New Delhi: Australian Prime Minister Scott Morrison has called off his upcoming four-day visit to India from January 13 due to a situation arising out of the bush fires crisis, PTI quoted diplomatic sources as saying on Friday.
Morrison was scheduled to hold extensive bilateral talks with Prime Minister Narendra Modi during the visit, who had invited him to visit India from January 13-16.
Morrison was also scheduled to deliver the inaugural address at the Raisina Dialogue, the flagship annual lecture series organised by the Ministry of External Affairs. Besides Delhi, he also planned to visit Mumbai and Bengaluru.
"Prime Minister Scott Morrison has called off his visit to India due to the serious situation arising out of bush fires in several parts of Australia," said a diplomatic source.
Bush fires have ripped through the states of New South Wales and Victoria, killing at least 20 people and destroying nearly 500 homes. About 4,000 people, including nearly 3,000 tourists, were stranded in Victoria's Mallacoota region since they were forced to take shelter on the foreshore as the fire approached on New Year's eve.
Modi on Friday had a telephonic conversation with his Australian counterpart Scott Morrison and expressed heartfelt condolences on behalf of all Indians on the damage to life and property due to the bush fires there.

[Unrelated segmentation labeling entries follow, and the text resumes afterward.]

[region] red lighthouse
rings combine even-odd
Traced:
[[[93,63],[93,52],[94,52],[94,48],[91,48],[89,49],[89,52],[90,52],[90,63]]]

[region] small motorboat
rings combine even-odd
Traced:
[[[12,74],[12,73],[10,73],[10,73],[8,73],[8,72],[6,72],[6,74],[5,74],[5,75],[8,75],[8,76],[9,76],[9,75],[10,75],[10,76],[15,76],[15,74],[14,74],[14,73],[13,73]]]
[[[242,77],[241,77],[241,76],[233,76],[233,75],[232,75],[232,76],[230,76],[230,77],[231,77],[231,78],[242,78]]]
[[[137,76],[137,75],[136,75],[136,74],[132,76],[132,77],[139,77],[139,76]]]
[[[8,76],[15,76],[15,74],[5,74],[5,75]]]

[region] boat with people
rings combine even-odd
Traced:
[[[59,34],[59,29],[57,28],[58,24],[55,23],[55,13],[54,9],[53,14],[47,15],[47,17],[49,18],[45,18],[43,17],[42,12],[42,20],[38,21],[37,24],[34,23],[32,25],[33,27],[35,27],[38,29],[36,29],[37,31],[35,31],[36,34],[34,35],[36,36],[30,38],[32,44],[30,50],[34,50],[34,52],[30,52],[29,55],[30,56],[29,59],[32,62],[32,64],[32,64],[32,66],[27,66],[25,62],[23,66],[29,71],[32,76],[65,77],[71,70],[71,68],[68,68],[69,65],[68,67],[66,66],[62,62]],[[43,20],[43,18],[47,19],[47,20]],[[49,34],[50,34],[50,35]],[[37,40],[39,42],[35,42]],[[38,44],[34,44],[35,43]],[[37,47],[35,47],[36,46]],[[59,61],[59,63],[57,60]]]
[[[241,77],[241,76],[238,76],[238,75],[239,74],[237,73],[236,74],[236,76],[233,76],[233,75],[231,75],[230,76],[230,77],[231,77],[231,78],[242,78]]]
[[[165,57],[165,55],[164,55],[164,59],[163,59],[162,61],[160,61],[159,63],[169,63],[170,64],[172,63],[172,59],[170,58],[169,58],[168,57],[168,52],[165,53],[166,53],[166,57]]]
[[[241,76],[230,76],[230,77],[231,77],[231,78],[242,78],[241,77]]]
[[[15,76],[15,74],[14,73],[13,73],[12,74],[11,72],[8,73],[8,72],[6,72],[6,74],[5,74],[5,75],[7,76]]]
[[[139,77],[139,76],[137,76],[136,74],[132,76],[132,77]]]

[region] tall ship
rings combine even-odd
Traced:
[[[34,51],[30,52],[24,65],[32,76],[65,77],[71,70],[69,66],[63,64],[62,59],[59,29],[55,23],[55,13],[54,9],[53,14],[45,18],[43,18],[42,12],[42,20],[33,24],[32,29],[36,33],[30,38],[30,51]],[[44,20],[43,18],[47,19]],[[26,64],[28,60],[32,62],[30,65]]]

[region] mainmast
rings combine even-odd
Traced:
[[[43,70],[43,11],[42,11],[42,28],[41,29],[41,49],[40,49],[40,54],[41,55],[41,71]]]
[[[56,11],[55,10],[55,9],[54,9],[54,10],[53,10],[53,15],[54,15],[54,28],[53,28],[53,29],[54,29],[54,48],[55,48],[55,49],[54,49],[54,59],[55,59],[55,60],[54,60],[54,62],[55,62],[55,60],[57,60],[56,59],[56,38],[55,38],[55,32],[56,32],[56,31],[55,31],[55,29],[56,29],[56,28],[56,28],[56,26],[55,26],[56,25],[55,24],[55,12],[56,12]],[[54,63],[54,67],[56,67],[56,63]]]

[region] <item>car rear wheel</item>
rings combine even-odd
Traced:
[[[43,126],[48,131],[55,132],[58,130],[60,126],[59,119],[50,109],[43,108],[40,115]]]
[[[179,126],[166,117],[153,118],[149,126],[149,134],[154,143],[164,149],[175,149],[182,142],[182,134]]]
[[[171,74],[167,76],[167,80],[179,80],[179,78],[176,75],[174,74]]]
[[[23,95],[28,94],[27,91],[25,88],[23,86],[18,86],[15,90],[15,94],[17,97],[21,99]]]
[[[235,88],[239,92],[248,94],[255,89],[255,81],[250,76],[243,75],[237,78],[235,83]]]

He also offered India's "unstinted support" to Australia and its people, "who are bravely facing this unprecedented natural calamity", according to a statement by the External Affairs Ministry.
Expressing his satisfaction at the progress in bilateral relations in recent years, Modi reiterated India's commitment to strengthen its strategic partnership with Australia.
He stated that to this end, he looked forward to welcoming Morrison in India on a state visit at a mutually convenient time later in the year, the statement said.
Morrison earlier had expressed his inclination to cancel the trip in order to deal with the bushfire crisis. Asked by reporters if it was appropriate to leave Australia given the situation, Morrison said he was "inclined not to proceed" with the visit.
Morrison was also due to visit Japan from January 16 to 17.